I’ve promised myself for five years that I wouldn’t do it again -- make homemade edible Christmas presents. It started in 2017 -- chocolate bark with a variety of toppings. 2018 saw different flavored jams. Candied nuts debuted in 2019 -- pumpkin walnuts, cinnamon pecans, garam masala almonds. The first pandemic Christmas, 2020, was crazy -- add lemon curd, peanut brittle and cranberry shortbread to the candied nuts.
The nuts were missing in 2021, at least the candied ones. Chocolate bark and peanut brittle returned, joined by gingerbread granola. This year, it’s chocolate-dipped pretzel rods rolled in crushed candy canes, and the candied nuts. The list of family and friends receiving these gifts has only grown.
Why do I do it? I wish I could tell you that joy and fulfillment comes from the endeavor, the completion, the connection with loved ones. I start out with that fantasy. Then it quickly devolves into Dante’s Circles of Christmas Kitchen Hell:
1. Shopping
2. Peeling, chopping, grating
3. First aid required because of the previous circle, and researching whether blood-borne pathogens (of which I don’t think I have any, but I don’t have a test kit for that) can withstand 350 degrees in the oven or boiling on the stovetop
4. Measuring
5. Mixing -- with spoon, spatula, whisk, blender or mixer, depending on the recipe
6. Baking and cooking multiple items simultaneously, requiring a timing chart comparable to a map of the Tokyo subway system
7. Wrapping and packaging for mailing
8. The dreaded trip to the post office
9. Returning home to a house that resembles Santa’s workshop after 2018′s magnitude 7 earthquake.
Each circle takes time I never think about when I am fantasizing. My fantasy begins to dissolve with the first circle. Am I the only one that prepares for Costco and Walmart during the holidays by girding my loins? After the shopping, I fantasize the fun is about to begin, then it doesn’t. Instead, there’s assembly line, monotonous, mind- and body-numbing labor -- hours, rolling into days. Along the way, it occurs to me I’m spending this time making something that is available retail -- cheaper, tastier and better packaged. My effort will be consumed in minutes and end up as poop.
Why has this continued for five years? I assign blame. There’s my mother -- a working mom who looked like a brunette Donna Reed, was as sweet as Ozzie’s Harriet, and made a “Leave It to Beaver” hearth and home of domesticity in her non-working hours. (That’s okay, readers under 35, I don’t know your cultural icons either) Oddly, her influence didn’t take until I reached my 60s. I was a tomboy as a kid, an adventurer in my teens and 20s, a single, career-focused woman in my 30s, and a working dame with flying, fishing and hunting passions in my 40s, 50s and 60s. Mom did the homemade gig my entire childhood and sang carols while doing it. She must’ve planted a latent seed of expectation.
Then there’s Gail and Klaudia -- longtime friends. They were modern, Alaska versions of Mom.
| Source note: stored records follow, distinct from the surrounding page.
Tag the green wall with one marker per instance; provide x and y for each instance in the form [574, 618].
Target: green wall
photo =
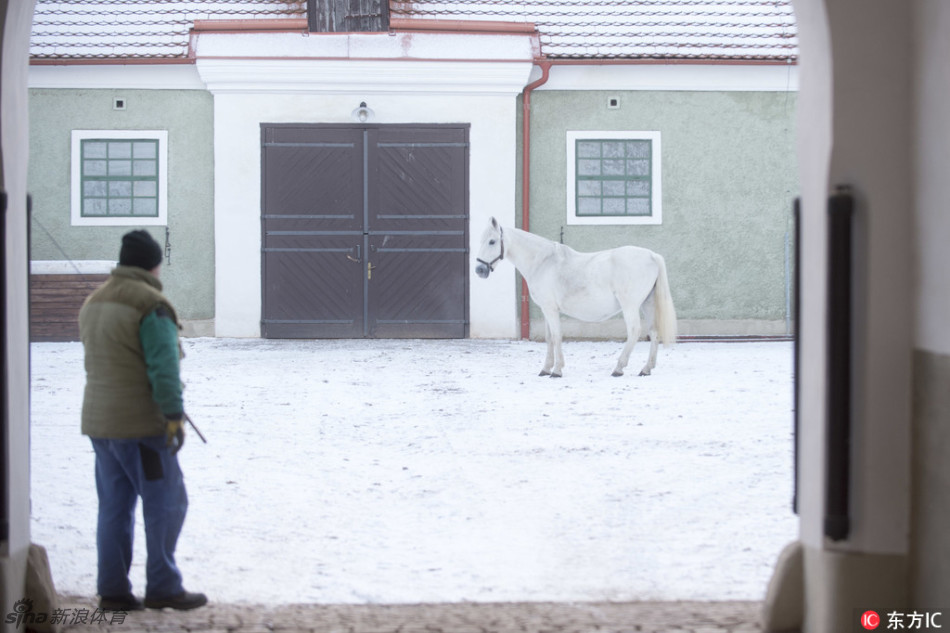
[729, 180]
[188, 116]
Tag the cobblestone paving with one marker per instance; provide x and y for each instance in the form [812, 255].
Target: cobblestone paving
[640, 617]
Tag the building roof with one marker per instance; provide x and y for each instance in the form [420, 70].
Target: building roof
[687, 30]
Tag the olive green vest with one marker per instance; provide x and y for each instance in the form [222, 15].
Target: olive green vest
[118, 399]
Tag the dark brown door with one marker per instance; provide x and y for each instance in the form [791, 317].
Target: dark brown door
[365, 231]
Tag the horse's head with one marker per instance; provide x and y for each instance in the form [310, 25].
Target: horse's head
[491, 251]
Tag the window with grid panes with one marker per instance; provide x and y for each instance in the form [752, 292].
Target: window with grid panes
[119, 177]
[613, 178]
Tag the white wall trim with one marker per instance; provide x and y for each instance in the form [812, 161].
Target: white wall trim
[329, 76]
[71, 267]
[116, 77]
[674, 77]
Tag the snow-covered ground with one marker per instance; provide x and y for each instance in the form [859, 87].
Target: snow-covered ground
[436, 471]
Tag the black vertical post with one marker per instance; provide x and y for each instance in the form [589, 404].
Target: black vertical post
[4, 399]
[796, 345]
[838, 456]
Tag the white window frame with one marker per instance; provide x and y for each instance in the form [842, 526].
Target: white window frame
[76, 217]
[656, 181]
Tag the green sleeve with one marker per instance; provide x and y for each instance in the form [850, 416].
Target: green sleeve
[159, 335]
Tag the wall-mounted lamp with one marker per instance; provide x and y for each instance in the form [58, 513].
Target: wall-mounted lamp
[363, 113]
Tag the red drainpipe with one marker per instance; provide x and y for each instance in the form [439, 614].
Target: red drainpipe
[526, 183]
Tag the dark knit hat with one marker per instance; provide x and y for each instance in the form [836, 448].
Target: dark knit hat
[140, 249]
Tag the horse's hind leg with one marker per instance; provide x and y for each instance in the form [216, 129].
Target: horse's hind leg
[549, 358]
[554, 361]
[631, 317]
[649, 313]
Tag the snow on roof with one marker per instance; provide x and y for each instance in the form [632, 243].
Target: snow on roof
[137, 29]
[569, 29]
[625, 29]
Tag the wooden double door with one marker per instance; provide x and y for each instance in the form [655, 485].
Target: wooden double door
[364, 231]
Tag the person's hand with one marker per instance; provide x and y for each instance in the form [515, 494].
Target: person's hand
[174, 434]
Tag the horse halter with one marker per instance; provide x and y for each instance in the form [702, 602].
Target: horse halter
[501, 255]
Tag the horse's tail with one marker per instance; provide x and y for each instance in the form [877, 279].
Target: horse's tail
[665, 312]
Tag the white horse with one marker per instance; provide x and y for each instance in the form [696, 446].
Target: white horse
[586, 286]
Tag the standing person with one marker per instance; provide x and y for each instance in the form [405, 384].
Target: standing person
[132, 411]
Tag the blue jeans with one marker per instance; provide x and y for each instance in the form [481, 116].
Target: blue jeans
[125, 470]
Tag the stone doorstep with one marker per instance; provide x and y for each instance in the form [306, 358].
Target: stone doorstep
[645, 617]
You know the kind -- careers, kids, spouses, outdoorswomen, harvesters, vacuum sealers, gardeners, canners, picklers, chefs, bakers, weaver and knitter (Gail), artist and captain of her Sitka fishing boat (Klaudia). They excel at and enjoy all of it. They also send my beloved and me a box of homemade, gourmet treats every Christmas. Thanks, Gail and Klaudia, no pressure.
My compulsion might also be clinical. It’s plausible that each holiday season I lapse into a “fugue” state. A person with dissociative fugue forgets their identity, along with their memories, personality, and history, and behaves in unpredictable ways. They can remain in this state for days.
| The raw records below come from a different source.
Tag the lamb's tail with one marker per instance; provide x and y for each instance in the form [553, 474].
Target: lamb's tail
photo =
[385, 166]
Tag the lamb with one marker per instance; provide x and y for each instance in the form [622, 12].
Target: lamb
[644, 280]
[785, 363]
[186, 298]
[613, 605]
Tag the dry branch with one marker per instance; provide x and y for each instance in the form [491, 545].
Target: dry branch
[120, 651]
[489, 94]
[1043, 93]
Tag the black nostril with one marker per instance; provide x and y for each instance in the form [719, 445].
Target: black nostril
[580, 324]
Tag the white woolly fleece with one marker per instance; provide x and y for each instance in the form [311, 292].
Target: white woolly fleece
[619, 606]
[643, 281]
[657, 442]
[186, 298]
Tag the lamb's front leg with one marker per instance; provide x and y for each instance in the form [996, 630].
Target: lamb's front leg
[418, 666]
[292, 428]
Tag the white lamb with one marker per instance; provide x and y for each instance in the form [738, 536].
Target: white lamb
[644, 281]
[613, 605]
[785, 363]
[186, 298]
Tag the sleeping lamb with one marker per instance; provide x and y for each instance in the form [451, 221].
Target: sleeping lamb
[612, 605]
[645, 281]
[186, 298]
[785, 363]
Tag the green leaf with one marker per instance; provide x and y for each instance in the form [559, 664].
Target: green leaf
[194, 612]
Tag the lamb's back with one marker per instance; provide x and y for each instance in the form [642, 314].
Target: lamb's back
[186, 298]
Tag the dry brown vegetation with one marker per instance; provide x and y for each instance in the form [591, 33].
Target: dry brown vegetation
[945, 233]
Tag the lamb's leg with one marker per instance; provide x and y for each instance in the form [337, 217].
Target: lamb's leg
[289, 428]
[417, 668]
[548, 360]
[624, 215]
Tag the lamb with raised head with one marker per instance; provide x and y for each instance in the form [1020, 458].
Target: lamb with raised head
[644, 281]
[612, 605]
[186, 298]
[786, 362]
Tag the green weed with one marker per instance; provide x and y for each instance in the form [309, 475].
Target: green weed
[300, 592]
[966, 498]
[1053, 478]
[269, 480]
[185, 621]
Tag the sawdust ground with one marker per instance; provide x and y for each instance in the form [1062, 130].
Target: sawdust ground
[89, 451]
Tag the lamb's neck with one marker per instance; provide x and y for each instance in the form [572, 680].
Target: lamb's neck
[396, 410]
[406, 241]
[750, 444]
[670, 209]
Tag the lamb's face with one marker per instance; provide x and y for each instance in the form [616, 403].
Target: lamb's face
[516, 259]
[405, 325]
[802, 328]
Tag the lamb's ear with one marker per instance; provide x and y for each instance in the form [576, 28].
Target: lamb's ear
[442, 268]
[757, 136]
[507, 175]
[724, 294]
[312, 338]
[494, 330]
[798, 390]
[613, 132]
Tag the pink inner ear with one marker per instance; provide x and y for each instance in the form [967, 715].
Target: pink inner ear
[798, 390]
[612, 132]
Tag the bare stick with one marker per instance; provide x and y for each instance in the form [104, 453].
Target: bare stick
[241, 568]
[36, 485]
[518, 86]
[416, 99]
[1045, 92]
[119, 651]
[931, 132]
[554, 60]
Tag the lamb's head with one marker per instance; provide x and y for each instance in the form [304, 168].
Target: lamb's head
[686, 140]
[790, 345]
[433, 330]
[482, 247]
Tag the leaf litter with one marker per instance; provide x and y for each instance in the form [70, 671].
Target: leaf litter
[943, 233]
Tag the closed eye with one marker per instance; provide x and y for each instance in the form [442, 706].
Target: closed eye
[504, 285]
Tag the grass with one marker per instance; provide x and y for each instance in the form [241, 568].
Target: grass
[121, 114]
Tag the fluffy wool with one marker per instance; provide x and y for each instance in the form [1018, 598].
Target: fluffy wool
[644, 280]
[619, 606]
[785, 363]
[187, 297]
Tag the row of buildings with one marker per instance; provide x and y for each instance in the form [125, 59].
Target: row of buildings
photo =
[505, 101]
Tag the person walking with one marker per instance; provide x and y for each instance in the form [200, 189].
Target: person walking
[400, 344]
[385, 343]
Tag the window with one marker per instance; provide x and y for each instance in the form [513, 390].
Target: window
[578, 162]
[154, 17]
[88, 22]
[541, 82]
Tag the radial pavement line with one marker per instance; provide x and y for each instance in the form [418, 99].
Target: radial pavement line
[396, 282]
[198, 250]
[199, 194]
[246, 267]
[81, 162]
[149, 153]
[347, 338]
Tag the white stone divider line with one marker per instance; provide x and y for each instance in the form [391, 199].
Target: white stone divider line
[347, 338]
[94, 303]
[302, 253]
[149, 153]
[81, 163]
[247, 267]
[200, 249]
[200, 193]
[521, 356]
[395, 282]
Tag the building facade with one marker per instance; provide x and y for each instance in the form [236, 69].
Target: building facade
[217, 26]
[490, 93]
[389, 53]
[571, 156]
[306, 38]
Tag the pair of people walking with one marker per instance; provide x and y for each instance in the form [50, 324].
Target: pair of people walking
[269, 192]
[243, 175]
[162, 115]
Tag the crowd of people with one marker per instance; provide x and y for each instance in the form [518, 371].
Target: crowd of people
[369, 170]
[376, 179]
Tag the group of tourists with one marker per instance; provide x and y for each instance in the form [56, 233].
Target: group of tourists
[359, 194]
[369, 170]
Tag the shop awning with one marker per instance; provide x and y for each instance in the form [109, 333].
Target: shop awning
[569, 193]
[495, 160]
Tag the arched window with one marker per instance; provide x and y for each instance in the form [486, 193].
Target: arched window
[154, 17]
Sound crazy? Well, the Alaska Criminal Court of Appeals recognized the fugue state as a possible defense to homicide in Beagel v. State (1991). I rest my case. Not my fault.
I have character evidence to support my claim. While my brother did a stint individually bagging this year’s pretzel rods so we could have Sunday dinner before midnight, he asked, “Where did this person who looks like my undomesticated, tomboy sister come from?” My beloved beseeches, “Who are you and what have you done with my wife?”
To top my frustration, this malady comes at an age where time is increasingly precious. Decisions of how to spend time should be made by asking, “At the end of my life, will I wish I’d had more time in Dante’s Christmas Kitchen Hell?”
Never again. I’ve scheduled an intervention with my brother and my beloved for the week before Thanksgiving next year. They will employ a “carrot-and-stick” methodology. The stick: photos of this year’s confectionery chaos to penetrate my annual amnesia. The carrot: a list of things I love to do and take great satisfaction from as alternative activities to dangle before me.
For those who are like my Mom, Gail and Klaudia, to paraphrase Tiny Tim, “God bless you everyone.” As for me, fa-la-friggin’-la to freedom from Christmas Kitchen Hell.
Val Van Brocklin is a former state and federal prosecutor in Alaska who now trains and writes on criminal justice topics nationwide. She lives in Anchorage.